The type specimen for the nominate variety (i.e. A. abietinum var. abietinum) is the same as the type specimen for the species. Types for the other varieties are listed below.

- The type specimen for A. abietinum var. grandae was collected by R.L. Mathiasen in 2019, growing on Abies grandis in Deschutes County, Oregon. It was formally described in 2020 by Shawn Kenaley as A. abietinum subsp. grandae and later recombined as A. abietinum var. grandae by Arnold Tiehm.
- The type specimen for A. abietinum var. magnificae was collected by Mathiasen and C.M. Daugherty in 2018, growing on Abies magnifica on Echo Summit in El Dorado County, California. It was formally described in 2019 by Mathiasen and Kenaley as A. abietinum subsp. magnificae before being recombined as A. abietinum var. magnificae by Tiehm.
- The type specimen for A. abietinum var. mathiasenii was collected by Mathiasen in 2019, growing on Abies concolor subsp. concolor on the Pink Cliffs of Dixie National Forest in Kane County, Utah. It was formally described in 2020 by Kenaley as A. abietinum subsp. mathiasenii and later recombined as A. abietinum var. mathiasenii by Arnold Tiehm.
- The type specimen for A. abietinum subsp. wiensii was collected by Mathiasen and Daugherty in 2008, growing on Picea breweriana on Baldy Mountain in Siskiyou County, California. It was formally described in 2009 as A. abietinum subsp. wiensii before being recombined as A. abietinum var. wiensii by Tiehm.

== Distribution ==
A. abietinum has a wide distribution compared to most other dwarf mistletoes, occurring across much of western North America in Washington, Oregon, California, Nevada, Arizona, and Utah. The geographic ranges of its varieties are described below.

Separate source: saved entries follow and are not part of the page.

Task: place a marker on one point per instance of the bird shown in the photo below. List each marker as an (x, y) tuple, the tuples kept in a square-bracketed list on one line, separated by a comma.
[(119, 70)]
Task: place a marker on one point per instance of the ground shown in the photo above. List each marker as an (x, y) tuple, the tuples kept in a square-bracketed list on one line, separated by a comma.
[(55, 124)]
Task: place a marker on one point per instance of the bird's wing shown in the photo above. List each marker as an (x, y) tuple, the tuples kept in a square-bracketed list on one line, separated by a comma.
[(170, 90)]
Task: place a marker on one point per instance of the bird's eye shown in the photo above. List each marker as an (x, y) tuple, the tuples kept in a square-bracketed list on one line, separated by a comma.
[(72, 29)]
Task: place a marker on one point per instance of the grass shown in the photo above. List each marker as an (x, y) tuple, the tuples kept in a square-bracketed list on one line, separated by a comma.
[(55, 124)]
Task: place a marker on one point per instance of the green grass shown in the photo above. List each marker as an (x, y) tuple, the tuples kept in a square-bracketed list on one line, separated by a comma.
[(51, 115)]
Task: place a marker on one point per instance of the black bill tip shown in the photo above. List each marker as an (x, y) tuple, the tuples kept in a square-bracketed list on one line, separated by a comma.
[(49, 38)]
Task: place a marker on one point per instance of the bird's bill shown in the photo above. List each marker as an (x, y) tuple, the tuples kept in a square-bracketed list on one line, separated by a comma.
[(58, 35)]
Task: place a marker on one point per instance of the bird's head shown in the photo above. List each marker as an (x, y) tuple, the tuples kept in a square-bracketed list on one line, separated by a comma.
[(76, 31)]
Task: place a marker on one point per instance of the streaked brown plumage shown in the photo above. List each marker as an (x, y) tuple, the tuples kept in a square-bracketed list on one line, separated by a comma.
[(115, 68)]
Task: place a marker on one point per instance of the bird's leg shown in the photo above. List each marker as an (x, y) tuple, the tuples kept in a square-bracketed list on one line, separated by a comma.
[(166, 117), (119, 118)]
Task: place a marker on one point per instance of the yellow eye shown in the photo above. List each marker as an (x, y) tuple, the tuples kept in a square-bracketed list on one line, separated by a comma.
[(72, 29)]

- Arceuthobium abietinum var. abietinum: Distribution is limited to California, from the southern Cascade Range through the Sierra Nevada with a disjunct population in the San Bernardino Mountains.
- Arceuthobium abietinum var. grandae: Distribution ranges from southern Washington, through the Cascade Range, and throughout the Siskiyou Mountains and Klamath Mountains of Southern Oregon and Northern California.
- Arceuthobium abietinum var. magnificae: Distribution is limited to California, throughout the Sierra Nevada.
- Arceuthobium abietinum var. mathiasenii: This variety has the southernmost distribution, occurring in southern Nevada, southern Utah, Arizona, and Northern Mexico. Though the distribution of this variety is fairly broad, it consists of a system of isolated populations.
- Arceuthobium abietinum var. wiensii: The distribution of this variety is limited to the Klamath-Siskiyou region in southwestern Oregon and Northwestern California, which has been identified as an epicenter of dwarf mistletoe biodiversity. Populations of this mistletoe are isolated rather than continuously distributed.

== Conservation status ==
NatureServe lists A. abietinum var. mathiasenii as imperiled in Nevada and critically imperiled in Utah. Though the conservation status of A. abietinum var. wiensii has not been assessed, it is one of the rarest and most poorly-documented mistletoe taxa in North America.